Alice Thomas Ellis, Penelope Fitzgerald, and more

In the comments to my recent post on Alice Thomas Ellis, reader zmkc left a link to a post she'd written about Ellis's husband, Colin Haycraft, an editor who was at least in part responsible for shepherding not only Ellis, but also Penelope Fitzgerald and Beryl Bainbridge into print.
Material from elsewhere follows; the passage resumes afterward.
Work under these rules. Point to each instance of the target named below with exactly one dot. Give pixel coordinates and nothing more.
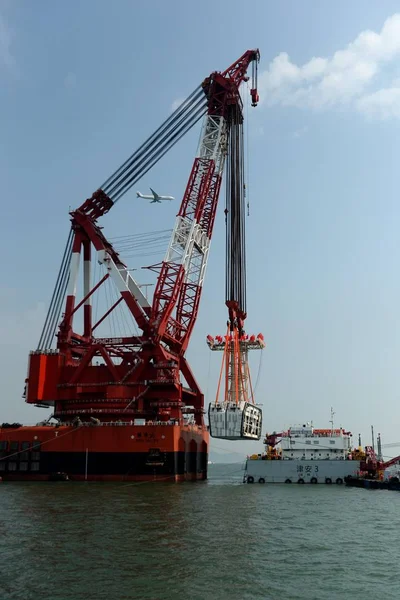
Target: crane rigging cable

If you enjoy any of those writers, zmkc's post is well worth checking out. Along with some delicious quotations from one of Ellis's novels, she also reflects on the pleasures afforded by the brevity of the work of all three women:
As well as providing us with the pleasure of Bainbridge, Fitzgerald and Ellis's writing, Haycraft also argued in defence of the short novel (apparently, he wrote something called 'a satire' on the subject for the Times Literary Supplement, but, as it was well before the advent of the internet, I can find no trace of it). I support that view, not because I don't enjoy Dickens or George Eliot or Tolstoy, but because I think the lengthy novels that are published nowadays are rarely up to the standard of their predecessors. Nowadays they are often really just sloppily edited - or completely unedited - short novels (there's a slim volume lurking inside every fat volume, or something like that).
Oh, and there's a bonus of some A. N. Wilson-bashing, a pastime I always enjoy. Much as I appreciate his biography of Tolstoy and his book on the Victorians, I feel he's still got a ways to go before he's fully paid out for the jaw-dropping mean-spirited pettiness of his memoir of his friendship with Iris Murdoch and John Bayley.

As for Alice Thomas Ellis, I'm sure you'll be hearing more from me soon--I'm waiting impatiently for the Chicago Public Library to dig up copies of a couple more of her novels.